Short Stories, Irish literature, Classics, Modern Fiction, Contemporary Literary Fiction, The Japanese Novel, Post Colonial Asian Fiction, The Legacy of the Austro-Hungarian Empire and quality Historical Novels are Among my Interests

Wednesday, June 8, 2016

Curzon Imperial Statesman by David Gilmour (1994, 704 pages)

George Curzon, 1st Marquess of Kedleston

1859 to 1925

Vice Roy of India, 1899 to 1905

"To many people George Curzon was the very image of an arrogant and ambitious aristocrat. Heir to one of the great country houses of England, he was educated at Eton, where he won several academic prizes, and at Oxford, where he won several more; at both institutions he was spoken of as a future Prime Minister. In his twenties he established himself as an author, a Member of Parliament and an expert on foreign affairs. Before he was 40 he became Viceroy of India, the ruler of nearly three hundred million people inhabiting territory now divided between India, Pakistan, Burma and Bangladesh. But Curzon’s career was a spectacular blend of triumph and disappointment. As Queen Victoria’s last Viceroy, he presided over the Indian empire at its apogee; as Foreign Secretary he was a crucial figure on the international stage after the First World War. Yet his triumphs were invariably succeeded by disillusionment and a fall."  David Gilmour

George Curzon was from 1899 to 1905 the Vice Roy of India, the crown jewel in the British Empire.  He was near absolute ruler over 300,000,000 million residents of the incredibly diverse in all ways of Indian Subcontinent.  

David Gilmour does a magnificent job of letting us see how Curzon, a very complex man, rose to great power, only to fall and rise again. His family was aristocratic but without great wealth.  He married the daughter of a wealthy American industrialist from Chicago.

Curzon entered public service right out of college.  Because of his great intellect, powerful work ethic, devotion to duty and charismatic personality he was quickly advanced at a young age to positions of great responsibility.

I do not wish to detail Curzon's career path, Wikepedia has a decent basic facts article.  I basically acquired this book because I am very into colonial South and South East Asia history and I wanted to learn about Curzon's time in India.  Curzon iwas not just a capable administrator.  He made himself into an expert on Indian and Persian culture.  India was not a monolithic country, there were hundreds of different political divisions, including about 750 Princely states, some bigger than England, others with just a few thousand subjects.  There were many languages and religions to bewilder the average Englishman.  Curzon enjoyed the perks of his position.  He seemed to have really enjoyed going on tiger hunts with local nahibs. He was treated as an Emperor would hope to be.

After his return to England Curzon was a member of the cabinet and the House of Lords.  Gilmour details a lot of the political jockeying for power of the time.  Lots of people felt Curzon should have been prime minister of England but he was not.  He was not always a skilled political infighter and in England lost out to men of lesser ability because he was not superficially likeable.
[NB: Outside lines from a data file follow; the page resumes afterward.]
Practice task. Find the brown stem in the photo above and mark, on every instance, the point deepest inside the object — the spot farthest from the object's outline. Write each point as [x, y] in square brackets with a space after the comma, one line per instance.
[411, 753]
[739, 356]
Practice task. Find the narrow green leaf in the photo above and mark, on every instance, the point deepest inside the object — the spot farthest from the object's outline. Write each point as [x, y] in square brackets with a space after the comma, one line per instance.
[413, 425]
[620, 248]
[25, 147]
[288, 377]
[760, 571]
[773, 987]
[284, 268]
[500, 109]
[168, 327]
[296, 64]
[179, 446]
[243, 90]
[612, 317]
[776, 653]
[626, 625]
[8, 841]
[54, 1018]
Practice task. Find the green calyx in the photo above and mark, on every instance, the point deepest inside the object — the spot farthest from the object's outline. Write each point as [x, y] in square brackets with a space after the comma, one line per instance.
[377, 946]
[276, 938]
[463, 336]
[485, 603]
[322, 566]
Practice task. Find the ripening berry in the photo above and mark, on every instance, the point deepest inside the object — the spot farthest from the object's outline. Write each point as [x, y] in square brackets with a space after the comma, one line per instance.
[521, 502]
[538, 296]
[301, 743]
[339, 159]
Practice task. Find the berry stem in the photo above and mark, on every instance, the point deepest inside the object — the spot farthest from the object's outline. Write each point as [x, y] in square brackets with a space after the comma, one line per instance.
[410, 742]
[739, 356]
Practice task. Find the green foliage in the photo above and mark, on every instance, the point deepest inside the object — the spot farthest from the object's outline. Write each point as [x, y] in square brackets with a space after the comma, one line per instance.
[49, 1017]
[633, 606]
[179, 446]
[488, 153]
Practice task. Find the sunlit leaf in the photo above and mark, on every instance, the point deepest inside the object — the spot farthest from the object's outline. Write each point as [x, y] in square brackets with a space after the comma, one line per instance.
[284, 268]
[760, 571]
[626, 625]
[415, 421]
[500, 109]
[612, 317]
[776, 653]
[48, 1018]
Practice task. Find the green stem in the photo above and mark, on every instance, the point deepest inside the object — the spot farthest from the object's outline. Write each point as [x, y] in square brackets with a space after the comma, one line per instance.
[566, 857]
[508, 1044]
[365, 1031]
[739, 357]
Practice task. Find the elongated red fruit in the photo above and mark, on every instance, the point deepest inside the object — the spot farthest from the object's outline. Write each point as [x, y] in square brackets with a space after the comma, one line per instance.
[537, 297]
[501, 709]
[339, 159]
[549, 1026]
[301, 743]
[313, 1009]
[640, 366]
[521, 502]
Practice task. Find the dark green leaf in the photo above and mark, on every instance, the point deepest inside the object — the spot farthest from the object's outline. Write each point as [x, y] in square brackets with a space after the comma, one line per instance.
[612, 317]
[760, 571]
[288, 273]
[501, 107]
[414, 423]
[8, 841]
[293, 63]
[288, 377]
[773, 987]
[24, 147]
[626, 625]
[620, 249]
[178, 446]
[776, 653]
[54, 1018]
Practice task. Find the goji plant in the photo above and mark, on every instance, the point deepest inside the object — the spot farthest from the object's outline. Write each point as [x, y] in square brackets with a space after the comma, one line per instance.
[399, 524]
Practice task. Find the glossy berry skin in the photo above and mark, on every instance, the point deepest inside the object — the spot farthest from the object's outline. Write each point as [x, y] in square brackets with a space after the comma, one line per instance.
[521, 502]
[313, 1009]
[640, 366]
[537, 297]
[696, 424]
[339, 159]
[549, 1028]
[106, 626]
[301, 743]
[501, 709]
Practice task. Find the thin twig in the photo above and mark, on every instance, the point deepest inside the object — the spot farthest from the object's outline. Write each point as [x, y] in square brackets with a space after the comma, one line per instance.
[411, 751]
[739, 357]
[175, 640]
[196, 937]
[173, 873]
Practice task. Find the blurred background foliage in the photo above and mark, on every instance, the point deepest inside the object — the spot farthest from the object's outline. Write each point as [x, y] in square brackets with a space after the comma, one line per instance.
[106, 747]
He was preceived as arrogant by many, no doubt correctly.

Curzon was a great reader, mostly biography and history.  He became wealthy through the money his wife left their daughters when she passed.  He made a hobby of restoring old stately homes and castles and giving them to the government.  Gilmour explains his active role during WWI in the home foreign office. 

Curzon was a sometimes difficult man to work for, being very hard on servants and his ADCs in India but he also looked out for them and they as viewed him as a benevolent if remote father figure.

Curzon and his wife Mary had three daughters.  His daughters were at times difficult.  They had their own money, actually more than their father, through trusts from their mother. 

Curzon Imperial Stateman is a very good book I strongly recommend for anyone into English or Indian History.

Check author's webpage for his bio and other works 

Mel u


Suko said...

Mel, this sounds like an interesting book about a fascinating person. Excellent review!

R.T. said...

Well done! Many people condemn colonialism, and I guess there is plenty worth condemnation, but I think some occupied colonies achieved some real advances because of the occupiers/colonizers; e.g., it is worth discussing whether India is better or worse because of England. Yeah, a bit controversial, I know, but your fine review started me thinking about the good, bad, and ugly associated with colonialism.

Mel u said...

R. T. Very interesting point. One worth pondering on an area by area basis.